Re: [Rdkit-discuss] AP / DP descriptors

2015-08-22 Thread Greg Landrum
Just an FYI on this one: I just merged a Python DP and DT implementation
onto master.
Here's the github issue referencing the commits:
https://github.com/rdkit/rdkit/issues/574

I will try to get a C++ version done in time for the next release.


On Wed, Jul 15, 2015 at 11:02 AM, Greg Landrum greg.land...@gmail.com
wrote:

 Hi Michael,

 On Tuesday, July 14, 2015, Michael Reutlinger rd...@mulchi.de wrote:

 Hi Greg,

 thanks for your answer. I also figured that the invariant feature of the
 AtomPair functions should be well suited. Initially, I thought that the
 pi-electron and neighbouring atom count would always be added, but this is
 clearly not the case.


 It shouldn't be the case for the AP fingerprint. It *does*, however, look
 like there will be a problem with the TT fingerprints if you provide your
 own invariants (this is based on a skim of the code, so I'm not sure that's
 correct).

 The definition of the pharmacophoric patterns was initially described in
 the PATTY paper (Bush  Sheridan, J. Chem. Inf. Comput. Sci., 1993) and as
 far as I know the definitions are still valid.

 Luckily, there is a SMARTS based version floating around (allegedly based
 on an early OpenBabel version):
 http://tripod.nih.gov/files/patty.rules

 I compared those to the original definitions from the paper and they seem
 to match and overall make sense.


  Thanks for that pointer. That is really helpful! If I manage to make the
 time to do so, I will incorporate this into the next RDKit release.

 I implemented a quick Typer based on this definition, taking into account
 the fact that only the first atom in the SMARTS is typed.
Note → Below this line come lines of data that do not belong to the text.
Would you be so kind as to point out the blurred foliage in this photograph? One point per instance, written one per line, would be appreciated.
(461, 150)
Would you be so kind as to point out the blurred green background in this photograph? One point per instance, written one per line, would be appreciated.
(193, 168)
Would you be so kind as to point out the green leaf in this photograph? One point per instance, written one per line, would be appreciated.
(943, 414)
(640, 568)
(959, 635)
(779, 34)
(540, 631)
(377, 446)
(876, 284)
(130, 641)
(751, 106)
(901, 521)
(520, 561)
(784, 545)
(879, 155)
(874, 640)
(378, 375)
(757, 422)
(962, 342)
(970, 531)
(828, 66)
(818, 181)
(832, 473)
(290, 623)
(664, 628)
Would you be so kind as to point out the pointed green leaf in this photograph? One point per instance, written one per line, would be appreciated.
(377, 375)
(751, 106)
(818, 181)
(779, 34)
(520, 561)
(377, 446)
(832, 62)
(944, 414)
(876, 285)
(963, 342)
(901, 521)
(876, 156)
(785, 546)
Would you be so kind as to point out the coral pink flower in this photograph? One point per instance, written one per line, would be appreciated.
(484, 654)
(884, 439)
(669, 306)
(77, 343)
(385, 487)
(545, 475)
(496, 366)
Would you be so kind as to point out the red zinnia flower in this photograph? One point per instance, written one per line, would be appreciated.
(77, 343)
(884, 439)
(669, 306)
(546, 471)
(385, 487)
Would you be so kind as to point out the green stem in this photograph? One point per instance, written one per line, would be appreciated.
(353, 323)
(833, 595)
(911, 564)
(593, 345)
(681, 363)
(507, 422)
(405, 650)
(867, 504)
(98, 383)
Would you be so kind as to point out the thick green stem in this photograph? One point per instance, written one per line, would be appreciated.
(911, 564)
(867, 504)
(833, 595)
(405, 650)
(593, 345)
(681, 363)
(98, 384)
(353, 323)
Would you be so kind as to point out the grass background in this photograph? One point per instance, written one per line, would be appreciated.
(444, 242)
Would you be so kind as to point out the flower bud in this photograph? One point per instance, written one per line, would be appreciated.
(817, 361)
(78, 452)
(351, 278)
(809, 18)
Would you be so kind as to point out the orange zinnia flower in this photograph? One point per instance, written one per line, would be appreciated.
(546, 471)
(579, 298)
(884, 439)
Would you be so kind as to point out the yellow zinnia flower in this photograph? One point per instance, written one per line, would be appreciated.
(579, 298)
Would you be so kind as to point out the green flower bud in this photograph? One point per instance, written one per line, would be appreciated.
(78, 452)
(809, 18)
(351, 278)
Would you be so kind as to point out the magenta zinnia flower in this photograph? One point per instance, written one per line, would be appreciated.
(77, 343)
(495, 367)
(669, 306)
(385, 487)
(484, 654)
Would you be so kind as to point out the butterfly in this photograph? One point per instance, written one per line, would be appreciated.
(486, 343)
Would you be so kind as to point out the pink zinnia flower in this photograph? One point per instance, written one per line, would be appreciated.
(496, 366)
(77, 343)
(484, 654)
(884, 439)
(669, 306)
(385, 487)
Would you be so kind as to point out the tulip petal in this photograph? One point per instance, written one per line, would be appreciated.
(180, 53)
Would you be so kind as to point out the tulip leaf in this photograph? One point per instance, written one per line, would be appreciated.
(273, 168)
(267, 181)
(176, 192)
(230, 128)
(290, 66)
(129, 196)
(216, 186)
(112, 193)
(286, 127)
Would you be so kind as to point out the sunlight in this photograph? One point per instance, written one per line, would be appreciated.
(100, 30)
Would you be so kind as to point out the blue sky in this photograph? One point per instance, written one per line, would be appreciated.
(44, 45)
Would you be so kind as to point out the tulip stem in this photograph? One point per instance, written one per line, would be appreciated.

 I attached a ipython notebook containing a small example, including the
 example molecule from the paper.

 Btw. is the hashing method used for creating the hashed fingerprint still
 valid / suitable if only a small number of the
 maximal numAtomPairFingerprintBits / codeSize is actually used?


 The quick read-through I did of the code makes me believe that it should
 be fine. I will confirm over the next day or so and let you know.

 Best,
 -greg

--
___
Rdkit-discuss mailing list
Rdkit-discuss@lists.sourceforge.net
https://lists.sourceforge.net/lists/listinfo/rdkit-discuss


Re: [Rdkit-discuss] AP / DP descriptors

2015-07-15 Thread Greg Landrum
A couple of followups here since I had some time on a plane yesterday.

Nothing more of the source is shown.